Desde hace mucho tiempo, quizás añorando la planificación centralizada, hay sectores que reclaman un «cambio de modelo productivo» pilotado por los gobiernos. Contraponen un indefinido modelo de diversificación, sostenibilidad, igualitarismo e inclusión, al actual.

Ahora bien, como esos mismos sectores ostentan los puestos de mando gubernamentales, poco a poco, van introduciendo un modelo que se caracteriza por primar la profesión de lobista. Ciertamente, los desarrolladores de producto, los creativos y los innovadores van perdiendo cabida en un mundo plagado de normas y reglas impuestas desde comisarías, ministerios, consellerias o concejalías. Normas que, con mucha frecuencia, son el resultado de las presiones realizadas por los segmentos empresariales mejor posicionados, y por tanto, con tendencia al statu quo.

Y es que cuando un gobierno levanta la bandera del intervencionismo, alterando el orden espontáneo que se corrige a sí mismo, resulta lógico dedicar recursos para influir en él. Es decir, resulta mucho más atractiva, y bien remunerada, la profesión de abogado lobista que la de ingeniero desarrollador de producto e innovador. Es por esto que las redistribuciones que realizan tales gobiernos no son mayoritariamente de ricos a pobres, sino más bien desde grupos no organizados a los que sí lo están.
En contra de la leyenda anticapitalista, a ningún empresario le gusta la competencia, pues significa que tendrá que estar en permanente estado de guardia, con los músculos y los nervios siempre en tensión, al tanto de sus competidores. Por eso es normal y humano que intenten evitar ese estrés. Para lo cual tiene dos caminos, el primero consiste en correr más que los demás mediante la innovación y la mejora de sus productos y servicios; el segundo consiste en presionar al gobernante de turno para que ponga trabas a los competidores.

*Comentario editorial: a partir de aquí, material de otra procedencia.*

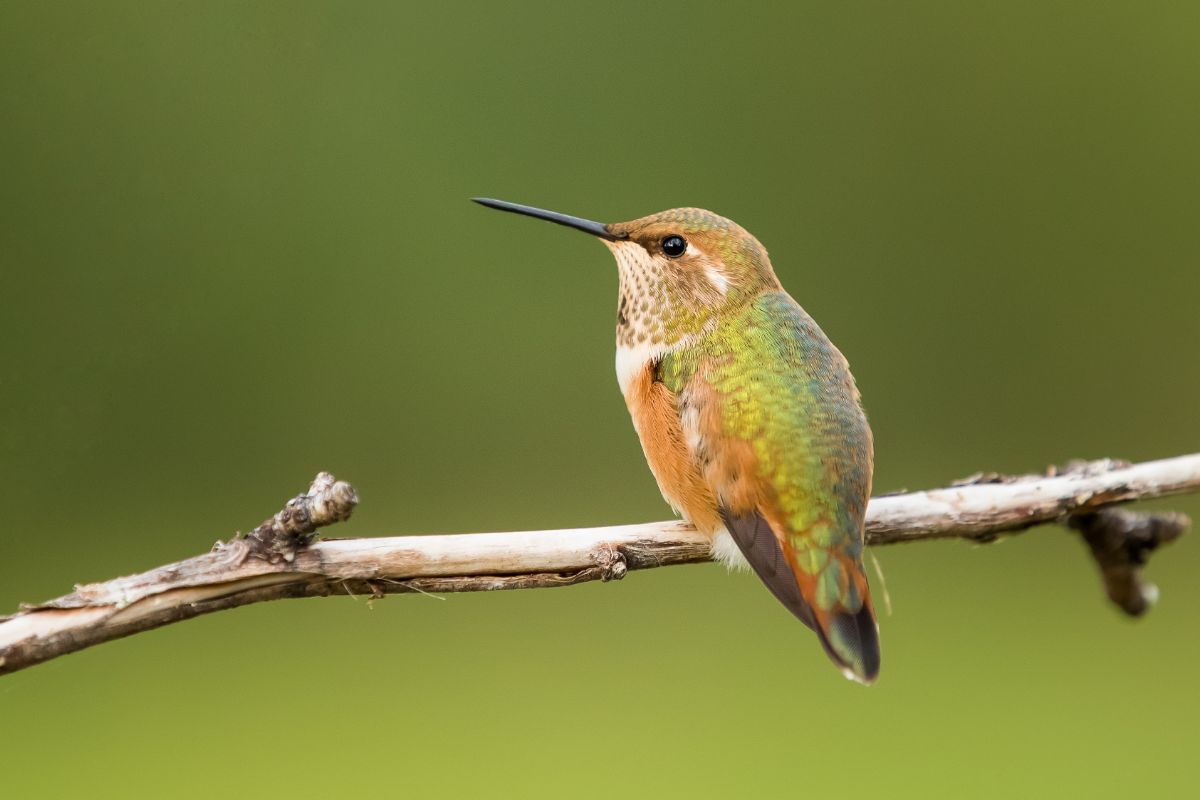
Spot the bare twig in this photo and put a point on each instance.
(279, 559)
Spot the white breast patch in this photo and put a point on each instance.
(631, 360)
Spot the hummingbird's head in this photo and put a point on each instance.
(678, 269)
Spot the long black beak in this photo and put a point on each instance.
(579, 223)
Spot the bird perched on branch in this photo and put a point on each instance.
(748, 415)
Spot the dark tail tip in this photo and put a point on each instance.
(852, 641)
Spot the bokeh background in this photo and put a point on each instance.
(237, 248)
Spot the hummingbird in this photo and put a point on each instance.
(747, 413)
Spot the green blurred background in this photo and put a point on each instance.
(237, 248)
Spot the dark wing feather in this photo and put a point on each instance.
(761, 547)
(856, 632)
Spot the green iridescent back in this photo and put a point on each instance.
(787, 391)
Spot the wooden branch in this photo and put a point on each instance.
(279, 559)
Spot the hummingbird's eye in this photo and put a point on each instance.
(675, 245)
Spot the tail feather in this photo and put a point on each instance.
(852, 642)
(851, 638)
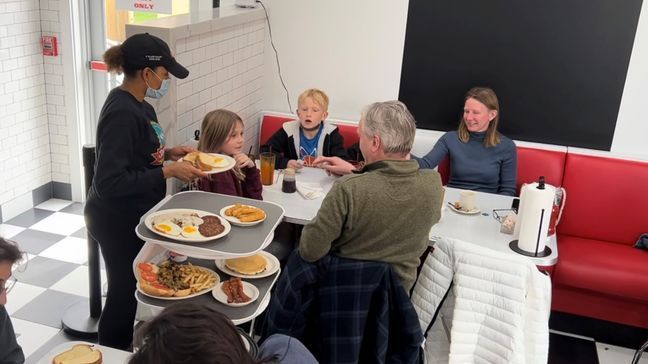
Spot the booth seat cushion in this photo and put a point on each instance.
(606, 199)
(609, 268)
(533, 163)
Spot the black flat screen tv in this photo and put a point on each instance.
(557, 66)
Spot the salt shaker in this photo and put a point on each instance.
(289, 185)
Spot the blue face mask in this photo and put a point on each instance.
(159, 93)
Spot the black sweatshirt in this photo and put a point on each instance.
(128, 178)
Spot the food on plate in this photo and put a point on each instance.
(211, 226)
(172, 279)
(191, 232)
(204, 161)
(233, 289)
(188, 225)
(168, 227)
(251, 265)
(79, 354)
(245, 213)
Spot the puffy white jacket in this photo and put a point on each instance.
(500, 312)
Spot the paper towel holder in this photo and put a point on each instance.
(515, 247)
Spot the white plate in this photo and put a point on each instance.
(271, 268)
(236, 221)
(230, 163)
(471, 212)
(149, 224)
(248, 288)
(188, 296)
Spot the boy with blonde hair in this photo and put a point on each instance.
(300, 141)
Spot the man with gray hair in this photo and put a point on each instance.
(385, 211)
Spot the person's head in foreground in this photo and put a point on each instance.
(481, 114)
(9, 255)
(189, 333)
(312, 109)
(386, 131)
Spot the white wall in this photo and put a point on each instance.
(25, 160)
(353, 50)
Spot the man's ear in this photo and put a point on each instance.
(491, 115)
(376, 143)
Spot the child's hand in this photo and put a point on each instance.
(242, 160)
(295, 164)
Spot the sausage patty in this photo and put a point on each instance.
(211, 226)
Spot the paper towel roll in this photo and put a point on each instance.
(533, 217)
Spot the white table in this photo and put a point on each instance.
(108, 354)
(298, 210)
(479, 229)
(483, 229)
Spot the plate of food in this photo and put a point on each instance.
(172, 281)
(79, 353)
(262, 264)
(187, 225)
(243, 215)
(209, 162)
(235, 292)
(456, 207)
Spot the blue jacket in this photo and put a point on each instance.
(345, 311)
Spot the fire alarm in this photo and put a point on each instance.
(49, 45)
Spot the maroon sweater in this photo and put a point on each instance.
(228, 184)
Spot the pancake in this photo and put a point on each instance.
(251, 265)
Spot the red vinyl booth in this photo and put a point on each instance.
(599, 273)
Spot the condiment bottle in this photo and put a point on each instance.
(289, 185)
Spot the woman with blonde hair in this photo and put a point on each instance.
(222, 132)
(481, 159)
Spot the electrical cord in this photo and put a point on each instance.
(290, 109)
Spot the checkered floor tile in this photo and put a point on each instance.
(55, 276)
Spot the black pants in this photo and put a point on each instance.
(119, 247)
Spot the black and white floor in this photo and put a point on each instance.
(55, 276)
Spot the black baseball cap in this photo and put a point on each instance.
(145, 50)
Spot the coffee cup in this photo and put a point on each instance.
(467, 200)
(267, 168)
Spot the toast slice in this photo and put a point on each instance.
(79, 354)
(208, 162)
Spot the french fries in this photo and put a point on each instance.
(197, 278)
(245, 213)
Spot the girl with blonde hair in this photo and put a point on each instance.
(222, 132)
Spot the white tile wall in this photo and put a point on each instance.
(24, 141)
(33, 124)
(226, 71)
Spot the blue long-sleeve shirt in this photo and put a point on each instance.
(475, 167)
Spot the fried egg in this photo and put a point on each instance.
(191, 231)
(168, 227)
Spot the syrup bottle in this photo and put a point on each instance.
(289, 185)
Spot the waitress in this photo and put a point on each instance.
(129, 174)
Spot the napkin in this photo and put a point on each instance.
(309, 191)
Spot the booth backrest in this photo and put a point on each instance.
(534, 162)
(606, 198)
(271, 123)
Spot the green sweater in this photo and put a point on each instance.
(384, 213)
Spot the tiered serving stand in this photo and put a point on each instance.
(240, 241)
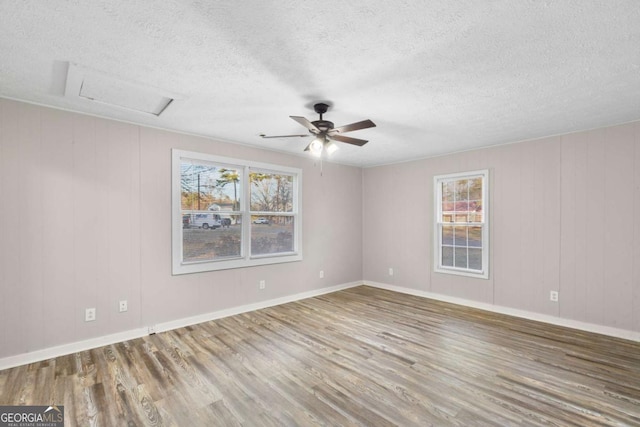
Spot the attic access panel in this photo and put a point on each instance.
(108, 90)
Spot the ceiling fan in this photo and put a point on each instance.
(324, 132)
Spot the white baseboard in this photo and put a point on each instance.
(559, 321)
(61, 350)
(49, 353)
(201, 318)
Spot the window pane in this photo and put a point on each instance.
(207, 186)
(447, 256)
(462, 190)
(448, 191)
(209, 236)
(271, 192)
(460, 257)
(475, 189)
(272, 234)
(460, 236)
(463, 231)
(475, 237)
(447, 235)
(475, 259)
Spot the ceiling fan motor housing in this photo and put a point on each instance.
(323, 125)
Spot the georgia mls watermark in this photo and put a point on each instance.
(32, 416)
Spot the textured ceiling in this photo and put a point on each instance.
(435, 76)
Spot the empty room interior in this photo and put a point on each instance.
(320, 213)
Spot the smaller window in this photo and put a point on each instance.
(461, 226)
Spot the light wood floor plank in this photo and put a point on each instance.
(358, 357)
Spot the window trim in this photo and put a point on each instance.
(245, 259)
(437, 224)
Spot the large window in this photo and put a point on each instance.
(229, 213)
(461, 225)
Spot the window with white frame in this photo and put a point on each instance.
(230, 213)
(461, 224)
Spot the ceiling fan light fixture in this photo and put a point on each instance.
(331, 148)
(316, 147)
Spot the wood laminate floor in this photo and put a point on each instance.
(361, 356)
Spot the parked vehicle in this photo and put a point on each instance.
(205, 220)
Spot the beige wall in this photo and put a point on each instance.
(85, 222)
(563, 216)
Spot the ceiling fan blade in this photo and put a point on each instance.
(282, 136)
(306, 123)
(349, 140)
(354, 126)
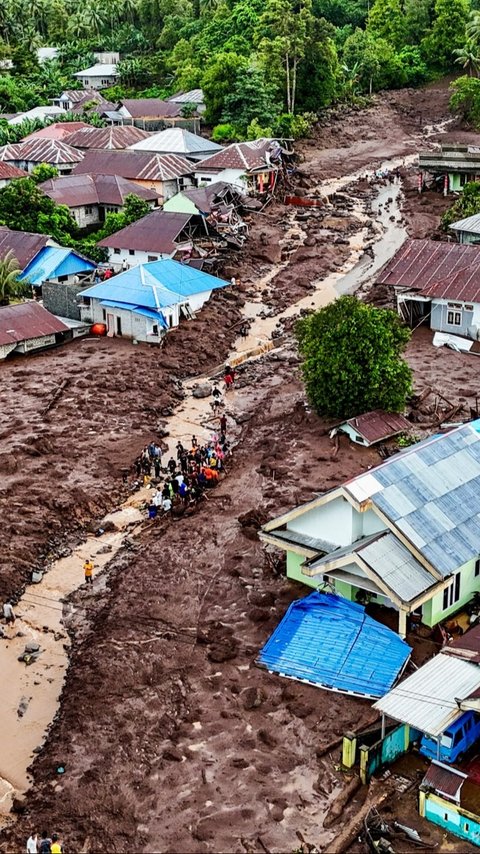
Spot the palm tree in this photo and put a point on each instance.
(10, 283)
(468, 57)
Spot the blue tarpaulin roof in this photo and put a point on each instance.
(330, 642)
(157, 284)
(52, 262)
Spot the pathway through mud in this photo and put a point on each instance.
(31, 694)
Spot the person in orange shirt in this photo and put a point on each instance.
(88, 570)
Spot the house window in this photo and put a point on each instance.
(451, 594)
(454, 318)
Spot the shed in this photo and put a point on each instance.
(327, 641)
(28, 326)
(375, 426)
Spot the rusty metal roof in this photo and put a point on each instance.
(378, 425)
(41, 151)
(23, 244)
(27, 320)
(444, 779)
(421, 263)
(155, 232)
(239, 155)
(150, 108)
(135, 165)
(79, 190)
(115, 137)
(59, 130)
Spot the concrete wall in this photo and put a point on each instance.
(61, 298)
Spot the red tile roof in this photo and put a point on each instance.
(79, 190)
(23, 244)
(151, 108)
(155, 232)
(377, 425)
(113, 137)
(239, 155)
(135, 165)
(59, 130)
(27, 320)
(7, 171)
(424, 264)
(41, 151)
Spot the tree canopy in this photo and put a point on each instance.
(352, 359)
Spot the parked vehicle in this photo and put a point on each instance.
(455, 742)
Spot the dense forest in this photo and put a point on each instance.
(264, 65)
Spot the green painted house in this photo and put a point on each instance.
(406, 533)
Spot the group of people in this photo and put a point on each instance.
(45, 844)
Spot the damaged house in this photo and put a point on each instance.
(436, 284)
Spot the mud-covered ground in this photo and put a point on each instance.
(172, 739)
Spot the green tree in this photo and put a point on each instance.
(10, 284)
(447, 33)
(352, 360)
(23, 207)
(468, 204)
(465, 99)
(386, 21)
(251, 98)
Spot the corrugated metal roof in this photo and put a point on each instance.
(156, 285)
(150, 108)
(41, 151)
(444, 779)
(52, 262)
(27, 320)
(59, 130)
(176, 141)
(155, 232)
(391, 562)
(239, 155)
(378, 425)
(135, 165)
(420, 263)
(431, 493)
(24, 245)
(193, 96)
(332, 643)
(427, 700)
(79, 190)
(115, 137)
(470, 224)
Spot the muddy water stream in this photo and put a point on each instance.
(31, 694)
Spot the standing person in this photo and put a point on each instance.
(45, 843)
(56, 846)
(88, 570)
(9, 613)
(32, 843)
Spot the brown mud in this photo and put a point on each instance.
(171, 739)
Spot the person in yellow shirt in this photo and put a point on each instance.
(88, 570)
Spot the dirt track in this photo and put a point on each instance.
(172, 740)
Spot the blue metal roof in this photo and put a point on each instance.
(330, 642)
(52, 262)
(157, 284)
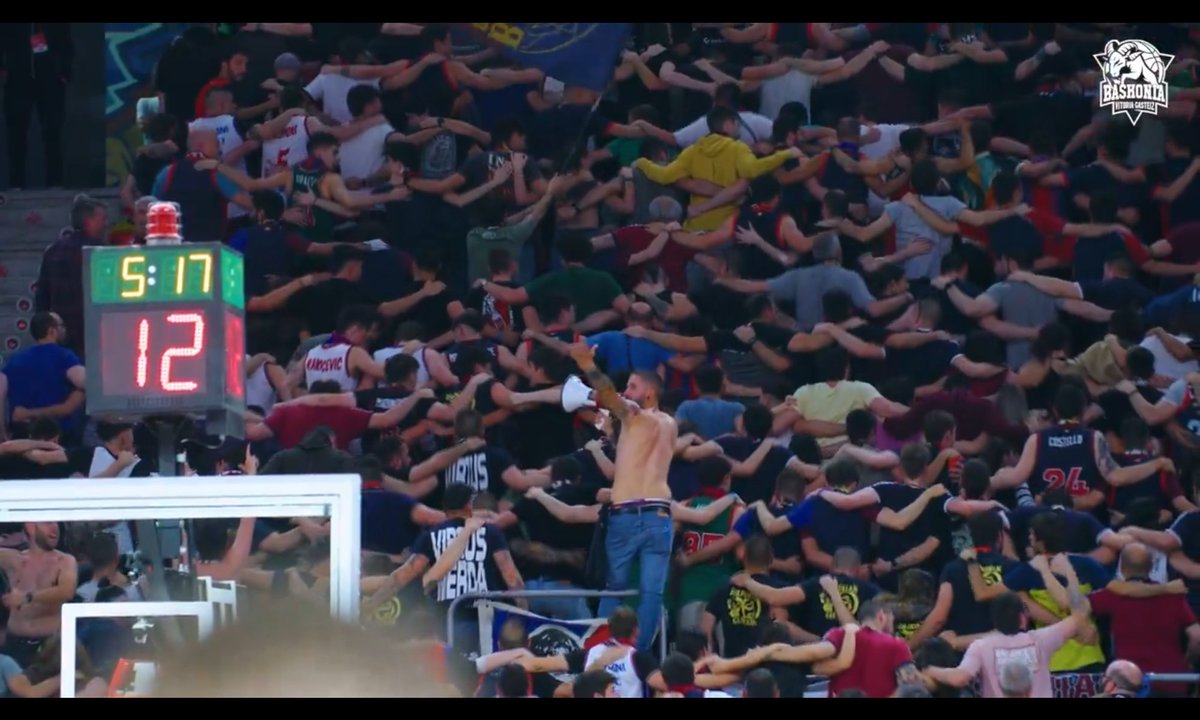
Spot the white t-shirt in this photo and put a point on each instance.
(228, 138)
(361, 156)
(628, 683)
(100, 461)
(753, 129)
(259, 391)
(1157, 567)
(1164, 363)
(889, 139)
(330, 91)
(792, 87)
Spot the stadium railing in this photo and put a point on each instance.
(546, 594)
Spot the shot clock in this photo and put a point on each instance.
(166, 331)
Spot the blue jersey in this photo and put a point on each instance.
(1066, 459)
(766, 221)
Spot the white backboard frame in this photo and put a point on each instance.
(336, 497)
(205, 615)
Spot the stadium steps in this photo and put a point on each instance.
(29, 222)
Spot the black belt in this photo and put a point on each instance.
(640, 507)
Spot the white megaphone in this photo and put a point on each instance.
(576, 395)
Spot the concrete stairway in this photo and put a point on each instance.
(29, 222)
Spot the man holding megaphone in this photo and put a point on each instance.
(639, 525)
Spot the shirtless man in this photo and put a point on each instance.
(42, 580)
(640, 522)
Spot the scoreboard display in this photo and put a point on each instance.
(166, 331)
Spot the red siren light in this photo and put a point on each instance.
(163, 222)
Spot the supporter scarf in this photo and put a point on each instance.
(685, 690)
(312, 165)
(336, 339)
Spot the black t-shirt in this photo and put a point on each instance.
(483, 471)
(744, 367)
(388, 521)
(816, 613)
(479, 168)
(501, 316)
(543, 527)
(723, 306)
(384, 275)
(742, 615)
(145, 171)
(868, 370)
(381, 400)
(969, 617)
(1116, 293)
(791, 678)
(321, 304)
(474, 573)
(832, 529)
(591, 473)
(431, 312)
(18, 467)
(760, 486)
(784, 546)
(1187, 529)
(181, 71)
(543, 433)
(895, 497)
(1083, 528)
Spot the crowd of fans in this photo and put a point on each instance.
(928, 319)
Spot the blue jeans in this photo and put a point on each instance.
(645, 535)
(466, 636)
(563, 609)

El primer camino conduce a la prosperidad colectiva. De hecho, es el que sacó a la humanidad de su secular estado de miseria y pobreza. El segundo, por contra, conduce a una irremediable melancolía por la pérdida de posiciones en todos los rankings comparativos que se materializa en salarios más bajos.

Ahora bien, si al intervencionismo añadimos la aceptación gubernamental del mal de la inflación, entonces podemos estar seguros que el descenso será más acelerado. Pues en ambientes inflacionarios el cálculo económico de los nuevos proyectos empresariales es difícil, al ser complicado saber cuál es el origen de las alzas de cada precio, al tiempo que los bajos tipos crean espejismos.
Y, por último, si además esos gobiernos intervencionistas e inflacionarios deciden repartir enormes cantidades de dinero recién imprimido para elegir los productos y las empresas que van a tener viabilidad, frente a los que no... Entonces -permítanme el sarcasmo-, lo mejor que pueden hacer organismos como el SOIB es ofrecer a creadores e innovadores programas de formación básica lobista.